Apaiser la douleur chronique par la pleine conscience : une approche thérapeutique

Selon le Département des Anciens Combattants des États-Unis, treize minutes de pleine conscience guidée suffisent pour relâcher un système nerveux verrouillé par la douleur chronique. Dans sa dernière publication VA News, l'institution fédérale détaille un protocole déjà expérimenté auprès de vétérans, qui réconcilie l'attention, le langage intérieur et le mouvement. Une approche qui rejoint directement ce que la yogathérapie observe au quotidien: la douleur se négocie, elle ne se subit pas en silence.

Le vocabulaire qui verrouille le corps

Les mots que l'on se dit — et que l'on accepte des praticiens — modèlent l'expérience douloureuse plus sûrement qu'on ne le croit. Une expression entendue en consultation comme « os contre os » ou « disque bombé » peut, en quelques secondes, installer l'idée d'un corps fragilisé, irréparable. Or, la recherche réunie par le VA le rappelle: anticiper le pire amplifie la souffrance, tandis que repérer ces automatismes internes la réduit. La pleine conscience commence précisément là, dans le retour à la phrase juste, celle qui n'efface pas la réalité mais ouvre une marge d'action.

Le glissement proposé est concret. Là où surgit « je suis cassé·e », on peut poser « mon corps a changé, et je peux encore faire les choses que j'aime ». Ce n'est pas une pensée positive plaquée: c'est une reformulation factuelle qui relâche la peur, et la peur est exactement ce qui verrouille le système nerveux dans une boucle d'alerte permanente.

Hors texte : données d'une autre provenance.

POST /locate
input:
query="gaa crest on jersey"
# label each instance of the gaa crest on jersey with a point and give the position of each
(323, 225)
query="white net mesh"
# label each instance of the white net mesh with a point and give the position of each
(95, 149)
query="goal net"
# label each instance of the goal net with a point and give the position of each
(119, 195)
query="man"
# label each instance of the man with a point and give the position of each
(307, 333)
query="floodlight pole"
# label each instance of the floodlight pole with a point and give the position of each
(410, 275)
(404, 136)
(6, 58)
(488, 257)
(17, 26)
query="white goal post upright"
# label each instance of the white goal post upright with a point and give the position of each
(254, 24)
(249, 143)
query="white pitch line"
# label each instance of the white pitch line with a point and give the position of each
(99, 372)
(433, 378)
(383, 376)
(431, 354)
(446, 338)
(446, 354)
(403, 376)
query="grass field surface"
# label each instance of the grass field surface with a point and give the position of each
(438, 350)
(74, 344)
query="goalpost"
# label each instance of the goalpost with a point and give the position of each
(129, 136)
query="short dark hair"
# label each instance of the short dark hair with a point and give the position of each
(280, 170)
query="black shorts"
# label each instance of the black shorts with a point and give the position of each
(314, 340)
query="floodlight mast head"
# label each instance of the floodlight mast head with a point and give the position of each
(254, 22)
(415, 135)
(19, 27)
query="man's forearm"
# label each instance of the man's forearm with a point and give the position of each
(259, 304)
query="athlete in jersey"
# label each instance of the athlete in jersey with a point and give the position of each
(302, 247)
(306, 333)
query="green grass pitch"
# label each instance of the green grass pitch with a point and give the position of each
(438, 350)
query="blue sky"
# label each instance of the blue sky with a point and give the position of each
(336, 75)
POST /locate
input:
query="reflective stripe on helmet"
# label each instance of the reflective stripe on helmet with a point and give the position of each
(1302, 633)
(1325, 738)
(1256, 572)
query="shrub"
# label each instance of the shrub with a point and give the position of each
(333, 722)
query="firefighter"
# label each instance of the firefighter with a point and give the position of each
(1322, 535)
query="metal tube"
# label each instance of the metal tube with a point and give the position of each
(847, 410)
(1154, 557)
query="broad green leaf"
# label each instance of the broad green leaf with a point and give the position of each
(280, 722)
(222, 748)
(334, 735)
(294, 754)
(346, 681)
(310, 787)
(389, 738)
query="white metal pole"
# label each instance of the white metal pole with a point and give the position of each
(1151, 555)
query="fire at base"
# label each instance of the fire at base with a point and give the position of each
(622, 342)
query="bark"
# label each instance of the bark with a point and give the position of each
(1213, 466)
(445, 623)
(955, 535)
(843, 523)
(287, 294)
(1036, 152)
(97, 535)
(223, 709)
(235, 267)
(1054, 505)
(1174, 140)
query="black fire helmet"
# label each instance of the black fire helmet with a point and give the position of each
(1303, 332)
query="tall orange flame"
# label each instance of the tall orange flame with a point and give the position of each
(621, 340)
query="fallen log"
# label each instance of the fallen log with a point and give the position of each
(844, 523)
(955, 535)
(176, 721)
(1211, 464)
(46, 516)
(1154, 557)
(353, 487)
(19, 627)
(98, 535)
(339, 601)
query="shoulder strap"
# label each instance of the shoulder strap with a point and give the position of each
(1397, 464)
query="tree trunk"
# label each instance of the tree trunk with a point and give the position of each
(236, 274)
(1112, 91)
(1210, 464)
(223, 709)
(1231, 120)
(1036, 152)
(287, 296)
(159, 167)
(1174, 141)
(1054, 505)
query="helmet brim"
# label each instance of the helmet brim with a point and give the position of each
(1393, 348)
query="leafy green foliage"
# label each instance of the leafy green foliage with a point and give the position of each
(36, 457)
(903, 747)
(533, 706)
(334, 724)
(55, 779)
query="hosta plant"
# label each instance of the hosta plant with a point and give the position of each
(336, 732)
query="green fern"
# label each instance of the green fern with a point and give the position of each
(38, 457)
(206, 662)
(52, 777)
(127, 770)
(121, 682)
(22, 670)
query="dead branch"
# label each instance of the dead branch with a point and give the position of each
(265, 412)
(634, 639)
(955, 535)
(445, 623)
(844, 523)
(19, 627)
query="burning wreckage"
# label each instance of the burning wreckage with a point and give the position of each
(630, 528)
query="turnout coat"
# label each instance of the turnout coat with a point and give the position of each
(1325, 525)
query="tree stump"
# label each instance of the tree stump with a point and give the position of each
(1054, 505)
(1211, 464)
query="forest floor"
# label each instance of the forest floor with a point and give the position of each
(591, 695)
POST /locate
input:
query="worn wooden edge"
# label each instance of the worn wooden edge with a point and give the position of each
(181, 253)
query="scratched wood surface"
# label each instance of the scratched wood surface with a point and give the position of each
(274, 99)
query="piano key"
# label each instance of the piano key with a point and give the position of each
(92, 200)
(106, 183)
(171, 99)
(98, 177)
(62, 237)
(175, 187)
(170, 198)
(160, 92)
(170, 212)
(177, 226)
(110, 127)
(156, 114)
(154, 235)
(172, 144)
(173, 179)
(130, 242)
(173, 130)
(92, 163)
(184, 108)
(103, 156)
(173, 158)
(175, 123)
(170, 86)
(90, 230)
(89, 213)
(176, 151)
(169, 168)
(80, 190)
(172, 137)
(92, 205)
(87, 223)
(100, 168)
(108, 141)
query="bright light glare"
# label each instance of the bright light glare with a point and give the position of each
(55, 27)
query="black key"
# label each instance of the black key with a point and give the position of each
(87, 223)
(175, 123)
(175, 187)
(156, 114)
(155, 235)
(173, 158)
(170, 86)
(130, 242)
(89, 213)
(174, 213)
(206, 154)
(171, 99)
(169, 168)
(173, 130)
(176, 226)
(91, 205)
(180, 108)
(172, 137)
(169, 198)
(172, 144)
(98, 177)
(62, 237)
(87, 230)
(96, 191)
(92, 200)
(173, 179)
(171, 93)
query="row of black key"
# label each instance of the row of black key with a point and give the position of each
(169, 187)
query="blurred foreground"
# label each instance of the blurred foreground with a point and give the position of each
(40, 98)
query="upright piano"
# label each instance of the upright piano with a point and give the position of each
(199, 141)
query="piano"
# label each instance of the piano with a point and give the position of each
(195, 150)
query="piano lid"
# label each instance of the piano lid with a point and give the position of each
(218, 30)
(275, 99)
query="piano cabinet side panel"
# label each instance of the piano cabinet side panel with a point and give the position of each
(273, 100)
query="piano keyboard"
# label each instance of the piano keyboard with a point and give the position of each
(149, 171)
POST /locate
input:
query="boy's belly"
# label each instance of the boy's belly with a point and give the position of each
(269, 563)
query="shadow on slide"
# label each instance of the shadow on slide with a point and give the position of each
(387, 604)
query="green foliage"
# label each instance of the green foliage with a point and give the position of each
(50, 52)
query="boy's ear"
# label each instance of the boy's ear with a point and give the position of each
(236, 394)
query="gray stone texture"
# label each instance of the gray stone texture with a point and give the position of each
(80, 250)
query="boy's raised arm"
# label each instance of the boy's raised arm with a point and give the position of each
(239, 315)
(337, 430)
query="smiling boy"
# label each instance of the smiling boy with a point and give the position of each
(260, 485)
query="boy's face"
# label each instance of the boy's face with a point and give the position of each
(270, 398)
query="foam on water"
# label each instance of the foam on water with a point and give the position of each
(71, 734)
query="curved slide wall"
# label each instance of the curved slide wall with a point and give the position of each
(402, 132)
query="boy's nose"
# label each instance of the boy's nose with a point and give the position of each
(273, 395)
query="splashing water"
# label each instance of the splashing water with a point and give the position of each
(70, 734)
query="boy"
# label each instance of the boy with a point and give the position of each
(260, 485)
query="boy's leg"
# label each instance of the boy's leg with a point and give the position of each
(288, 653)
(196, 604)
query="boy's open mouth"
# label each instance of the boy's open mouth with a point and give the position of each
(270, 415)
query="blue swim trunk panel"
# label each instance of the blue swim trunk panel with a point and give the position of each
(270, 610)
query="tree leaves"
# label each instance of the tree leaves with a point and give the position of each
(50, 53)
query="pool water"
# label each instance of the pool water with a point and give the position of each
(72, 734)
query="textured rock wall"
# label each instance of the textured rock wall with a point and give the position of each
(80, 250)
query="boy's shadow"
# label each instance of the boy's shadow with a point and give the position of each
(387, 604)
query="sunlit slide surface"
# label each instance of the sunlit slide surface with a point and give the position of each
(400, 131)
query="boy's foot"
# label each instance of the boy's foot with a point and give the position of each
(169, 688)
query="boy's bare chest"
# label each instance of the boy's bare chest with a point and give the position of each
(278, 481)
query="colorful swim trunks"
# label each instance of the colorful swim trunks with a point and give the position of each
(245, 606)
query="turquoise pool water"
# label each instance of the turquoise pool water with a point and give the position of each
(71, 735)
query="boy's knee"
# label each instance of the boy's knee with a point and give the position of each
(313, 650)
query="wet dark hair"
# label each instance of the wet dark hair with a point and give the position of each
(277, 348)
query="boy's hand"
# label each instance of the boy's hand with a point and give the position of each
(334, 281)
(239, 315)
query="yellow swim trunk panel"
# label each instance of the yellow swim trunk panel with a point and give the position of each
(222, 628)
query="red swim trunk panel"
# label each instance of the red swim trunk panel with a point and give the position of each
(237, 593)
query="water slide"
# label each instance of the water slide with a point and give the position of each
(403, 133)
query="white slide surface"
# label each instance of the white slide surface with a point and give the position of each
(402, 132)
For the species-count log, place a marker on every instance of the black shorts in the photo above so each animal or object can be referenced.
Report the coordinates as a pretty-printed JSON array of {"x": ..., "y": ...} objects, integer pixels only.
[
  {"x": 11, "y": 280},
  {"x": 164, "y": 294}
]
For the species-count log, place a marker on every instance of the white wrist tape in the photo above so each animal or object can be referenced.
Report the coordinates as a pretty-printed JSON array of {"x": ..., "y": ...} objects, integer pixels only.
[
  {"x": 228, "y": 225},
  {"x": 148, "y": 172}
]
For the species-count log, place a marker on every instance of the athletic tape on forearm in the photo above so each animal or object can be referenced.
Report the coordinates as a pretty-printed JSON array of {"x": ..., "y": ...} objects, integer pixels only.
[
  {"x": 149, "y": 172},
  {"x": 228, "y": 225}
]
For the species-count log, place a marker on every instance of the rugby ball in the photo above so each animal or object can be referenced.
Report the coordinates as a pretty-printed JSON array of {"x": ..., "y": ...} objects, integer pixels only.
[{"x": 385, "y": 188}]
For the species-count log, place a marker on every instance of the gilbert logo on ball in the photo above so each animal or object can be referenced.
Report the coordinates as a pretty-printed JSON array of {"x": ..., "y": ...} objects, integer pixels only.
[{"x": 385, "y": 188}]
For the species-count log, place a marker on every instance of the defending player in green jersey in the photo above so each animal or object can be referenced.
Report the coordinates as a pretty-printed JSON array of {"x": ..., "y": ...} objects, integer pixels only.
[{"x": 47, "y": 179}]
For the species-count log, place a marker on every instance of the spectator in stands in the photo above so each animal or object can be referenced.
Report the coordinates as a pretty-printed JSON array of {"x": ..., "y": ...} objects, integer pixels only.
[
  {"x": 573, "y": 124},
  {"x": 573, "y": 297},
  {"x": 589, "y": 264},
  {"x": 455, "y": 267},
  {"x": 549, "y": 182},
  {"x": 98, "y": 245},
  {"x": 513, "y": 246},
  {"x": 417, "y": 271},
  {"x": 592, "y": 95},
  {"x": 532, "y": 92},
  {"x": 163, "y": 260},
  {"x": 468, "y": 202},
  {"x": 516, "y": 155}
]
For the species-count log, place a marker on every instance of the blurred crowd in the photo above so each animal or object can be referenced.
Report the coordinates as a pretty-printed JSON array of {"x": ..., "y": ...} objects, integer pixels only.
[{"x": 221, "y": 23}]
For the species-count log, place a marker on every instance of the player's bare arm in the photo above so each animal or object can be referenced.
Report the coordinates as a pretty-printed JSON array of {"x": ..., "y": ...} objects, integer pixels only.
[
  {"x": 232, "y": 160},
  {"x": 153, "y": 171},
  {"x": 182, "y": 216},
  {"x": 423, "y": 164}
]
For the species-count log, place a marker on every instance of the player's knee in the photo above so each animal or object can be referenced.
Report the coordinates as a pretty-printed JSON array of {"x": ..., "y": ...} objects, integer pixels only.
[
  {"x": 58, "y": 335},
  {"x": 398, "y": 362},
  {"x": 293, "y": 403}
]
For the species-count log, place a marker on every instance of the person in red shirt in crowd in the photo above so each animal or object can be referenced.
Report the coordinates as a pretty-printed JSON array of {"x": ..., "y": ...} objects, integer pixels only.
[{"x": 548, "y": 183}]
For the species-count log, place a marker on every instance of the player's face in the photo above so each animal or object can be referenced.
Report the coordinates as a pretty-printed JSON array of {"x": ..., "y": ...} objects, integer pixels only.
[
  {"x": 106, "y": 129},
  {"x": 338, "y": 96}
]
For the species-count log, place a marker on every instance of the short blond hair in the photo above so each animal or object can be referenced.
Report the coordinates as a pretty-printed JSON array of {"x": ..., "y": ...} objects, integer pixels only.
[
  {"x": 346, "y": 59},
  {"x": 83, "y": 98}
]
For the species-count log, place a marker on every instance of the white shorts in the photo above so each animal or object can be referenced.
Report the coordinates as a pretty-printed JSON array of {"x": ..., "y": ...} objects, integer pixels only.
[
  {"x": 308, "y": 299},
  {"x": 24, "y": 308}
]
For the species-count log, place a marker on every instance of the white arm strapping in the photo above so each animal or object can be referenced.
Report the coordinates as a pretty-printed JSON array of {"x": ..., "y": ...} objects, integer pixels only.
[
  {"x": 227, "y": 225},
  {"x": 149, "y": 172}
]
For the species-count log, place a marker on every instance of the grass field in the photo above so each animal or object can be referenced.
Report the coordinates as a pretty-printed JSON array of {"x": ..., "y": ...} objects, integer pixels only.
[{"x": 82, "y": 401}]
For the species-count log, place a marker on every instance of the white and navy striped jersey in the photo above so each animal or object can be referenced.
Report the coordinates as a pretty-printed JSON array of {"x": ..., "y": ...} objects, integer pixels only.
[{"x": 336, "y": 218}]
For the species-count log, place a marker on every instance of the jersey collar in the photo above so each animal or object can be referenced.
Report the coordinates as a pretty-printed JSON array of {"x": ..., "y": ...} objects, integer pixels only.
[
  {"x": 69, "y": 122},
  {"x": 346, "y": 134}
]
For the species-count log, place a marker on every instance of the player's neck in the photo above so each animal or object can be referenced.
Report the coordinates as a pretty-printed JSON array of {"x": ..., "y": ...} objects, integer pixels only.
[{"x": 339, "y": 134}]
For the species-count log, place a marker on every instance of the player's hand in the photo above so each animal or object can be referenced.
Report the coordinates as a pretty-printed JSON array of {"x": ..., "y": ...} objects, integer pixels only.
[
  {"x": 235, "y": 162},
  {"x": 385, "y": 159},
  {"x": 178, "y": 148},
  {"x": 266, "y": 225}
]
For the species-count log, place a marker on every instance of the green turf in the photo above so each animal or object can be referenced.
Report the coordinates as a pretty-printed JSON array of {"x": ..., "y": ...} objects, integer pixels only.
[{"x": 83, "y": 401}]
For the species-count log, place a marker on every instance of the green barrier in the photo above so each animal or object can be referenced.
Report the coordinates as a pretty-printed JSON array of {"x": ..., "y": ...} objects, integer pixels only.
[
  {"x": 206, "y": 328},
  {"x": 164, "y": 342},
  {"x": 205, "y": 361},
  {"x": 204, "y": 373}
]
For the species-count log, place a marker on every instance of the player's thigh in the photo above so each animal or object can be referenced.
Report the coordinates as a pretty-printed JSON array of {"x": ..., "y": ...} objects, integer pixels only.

Bouger peu, bouger juste, même avec mal

L'autre piège documenté par le VA: attendre que la douleur parte pour se remettre en mouvement. À l'usage, l'attente affaiblit les muscles, raidit les articulations, et rend chaque geste ordinaire plus risqué. À l'inverse, reprendre une activité progressive — quelques minutes, une amplitude supplémentaire chaque semaine — recalibre la sensibilité nerveuse et restaure la confiance corporelle. Le principe tient en une formule: on peut être endolori et en sécurité en même temps.

Pour passer du principe à la pratique, le VA propose une séance guidée de 13 minutes, menée par Hang Ruan, travailleuse sociale clinicienne agréée au sein du VISN 20 Clinical Resource Hub. Treize minutes suffisent pour poser l'attention, ressentir le corps tel qu'il est, et redécouvrir qu'un mouvement lent et guidé n'agresse pas: il réinforme.

Trois gestes à enchaîner sur la semaine

D'abord, observer. Pendant trois jours, notez les mots que vous utilisez pour parler de votre douleur, et ceux que vous lisez dans vos comptes-rendus médicaux. Repérez ceux qui figent — « fragile », « usé », « cassé » — et notez la sensation juste après les avoir lus ou pensés.

Ensuite, reformuler. Choisissez une phrase récurrente et cherchez une alternative factuelle. « Mon dos a perdu de la mobilité, et je travaille à la retrouver » déplace le curseur, là où « mon dos est foutu » le fige.

Enfin, bouger. Cinq à dix minutes de mobilité douce, dans une amplitude qui reste supportable, après avoir écouté une séance de pleine conscience. La vidéo officielle du VA est un point d'entrée suffisant. Suffisant pour relancer le dialogue entre attention et mouvement, et pour rappeler qu'un système nerveux n'est pas une donnée figée: il se rééduque, une micro-action à la fois.